The Unsharp Mask filter analyzes the contrast in edge areas of an image and increases the contrast of those pixels. Be sure that the Preview button in the Unsharp Mask dialog box is checked. Look at the image while clicking on the Preview button. Un-checking the Preview button displays the “before state” (the unfiltered image) and checking the Preview button reveals what the image will look like after the filter is applied. There are no set rules, but the guiding relationship is between the settings in this dialog box and file size. The larger the file size, the higher you will set values for Threshold, Radius and Amount. With smaller file sizes (anything less than 30 megs) you will probably leave the Threshold at 0, the Radius lower than 1.0 and adjust the Amount to somewhere between 20 and 250 percent, use your best judgement for an image that looks good. You will know when you’ve gone too far, the increased contrast will result in an image that looks pixelated and forced. Applying this filter should produce a minor modification. Once you’re satisfied with the settings, click OK to apply the filter.

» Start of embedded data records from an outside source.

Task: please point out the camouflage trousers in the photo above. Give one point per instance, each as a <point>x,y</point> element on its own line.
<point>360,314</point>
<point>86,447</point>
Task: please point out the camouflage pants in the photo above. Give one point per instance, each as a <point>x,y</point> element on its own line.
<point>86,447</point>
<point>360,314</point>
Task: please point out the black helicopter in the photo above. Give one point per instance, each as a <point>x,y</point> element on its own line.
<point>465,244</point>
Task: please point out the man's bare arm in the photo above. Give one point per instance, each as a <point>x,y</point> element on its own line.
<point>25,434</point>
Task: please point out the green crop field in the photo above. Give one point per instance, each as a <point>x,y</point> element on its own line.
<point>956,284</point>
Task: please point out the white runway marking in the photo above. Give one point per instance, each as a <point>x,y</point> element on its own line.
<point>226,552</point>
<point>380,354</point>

- Now we’ll use the Crop Tool to crop the image. Click the Crop Tool in your Tools panel (or press the C key on your keyboard). When you activate the Crop Tool you will see a dashed border with control anchors appear around the image (if you don’t see the dashed border and control anchors, click and drag across the image to define a crop box). Click and drag the anchors along the side edges of the crop box to adjust where the crop box is located in relationship to the image. The Crop Tool displays the cropped area by setting a dark gray cast on the parts of the image that will be cropped out of the scene. When the crop area looks appropriate, press Enter/Return on your keyboard or click on the checkmark in the Options bar Control panel at the top of the Photoshop® interface to “commit current crop operation.”(Note: Sometimes you may need to rotate an entire image 90 degrees clockwise or counter-clockwise, or 180 degrees. To do this you can choose Image > Rotate Canvas and select the desired rotation from the submenu.)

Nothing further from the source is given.